Every new medium has evoked the twin fears that a few Philistines will monopolise the benefits, while the gates of the academy will be levered off their hinges by the vulgar mob. Gutenberg's printing press put the fear of God into medieval scholastics, and the fear of the people into church and state. Even today, the "freedom of the press" remains an issue more to do with property rights than conscience. The elite notion of the cultivated sensibility, which attempts to navigate a middle way between these two fears, is itself a species of property. It takes much time and money to develop; much difficulty. What made this particularly salient for me was the coincidental death of Gary Becker, the Chicago School economist who led the expansion of rational choice theory beyond economics into the wider fields of sociology and public policy (in a nutshell: everyone is a calculating solipsist).

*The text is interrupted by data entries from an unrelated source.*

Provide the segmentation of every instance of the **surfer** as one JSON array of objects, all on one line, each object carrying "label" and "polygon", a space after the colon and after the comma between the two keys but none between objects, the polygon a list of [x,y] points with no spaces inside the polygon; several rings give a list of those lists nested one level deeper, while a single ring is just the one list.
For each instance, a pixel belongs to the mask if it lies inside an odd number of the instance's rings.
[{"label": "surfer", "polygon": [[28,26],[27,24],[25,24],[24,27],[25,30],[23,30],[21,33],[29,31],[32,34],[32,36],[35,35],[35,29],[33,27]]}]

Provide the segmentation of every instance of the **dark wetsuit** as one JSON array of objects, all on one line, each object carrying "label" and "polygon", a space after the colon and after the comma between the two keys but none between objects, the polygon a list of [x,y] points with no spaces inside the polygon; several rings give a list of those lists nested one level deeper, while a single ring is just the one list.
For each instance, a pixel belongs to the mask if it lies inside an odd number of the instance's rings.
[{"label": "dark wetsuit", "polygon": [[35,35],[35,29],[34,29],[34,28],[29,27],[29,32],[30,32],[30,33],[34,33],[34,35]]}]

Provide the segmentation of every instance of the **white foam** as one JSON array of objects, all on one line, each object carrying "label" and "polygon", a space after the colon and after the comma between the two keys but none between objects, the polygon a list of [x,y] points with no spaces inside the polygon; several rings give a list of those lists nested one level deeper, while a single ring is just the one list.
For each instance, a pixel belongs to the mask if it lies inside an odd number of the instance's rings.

Central to this expansion was Becker's introduction of the concept of human capital, which was sufficiently flexible to appeal across the orthodox political spectrum. Conservatives assumed this capital was variably endowed, so inequality was fine, while neoliberals and social democrats saw it as a field for investment: "education, education, education" etc. Michel Foucault pinpointed Becker's innovation as the change of perspective in economics from "the analysis of the historical logic of processes [to] the analysis of the internal rationality, the strategic programming of individuals' activity". The individual worker is no longer an object (a component of labour as a factor of production) but a subject: "The stake in all neo-liberal analyses is the replacement every time of homo economicus as partner of exchange with a homo economicus as entrepreneur of himself, being for himself his own capital, being for himself his own producer, being for himself the source of his earnings".
This idea of the worker as an atomised business unit has become increasingly common in two ways over the last decade and a half. The first is in the growth of precarious self-employment and zero-hour contracts (the latter is the logical consequence of treating workers as mini-businesses that must bid for every piece of work, but without any negotiating leverage). The second is in the fear of creatives that the Internet is democratising production, by lowering the costs of entry and promoting the ubiquity of free content, thereby eroding the returns to training and apprenticeship.
This not just the traditional worry about a loss of status, but a suspicion that the particular circumstances of the artist are being employed as a template for the wider management of human capital. Astra Taylor in The People's Platform notes how "more and more of us are encouraged to think of ourselves as artists no matter what our line of work. It’s a way of framing some of the unappealing things about our current economic condition - the lack of stability or of a social safety net - as something desirable and empowering. The ethos of the artist - someone who is willing to work with no guarantee of reward, who will sacrifice and self-exploit around the clock - is demanded of people across the board".
Though the economic returns to a cultivated sensibility (and education more generally) appear to be in decline, the ideology of human capital ("lifelong learning", "keeping your skills up to date") insists that we must strive ever harder to "make the most" of our talents, or fall behind in "the race". This psychotic contradiction may finally have jumped the shark with the current vogue for mindfulness, which has long had elite endorsement: "Just as physical exercise is vital to a desk-bound workforce, so mindfulness will come to be seen as vital for dealing with the complexity of our information-rich lives". Personally, I'd suggest that downgrading your phone might be easier than rewiring your brain.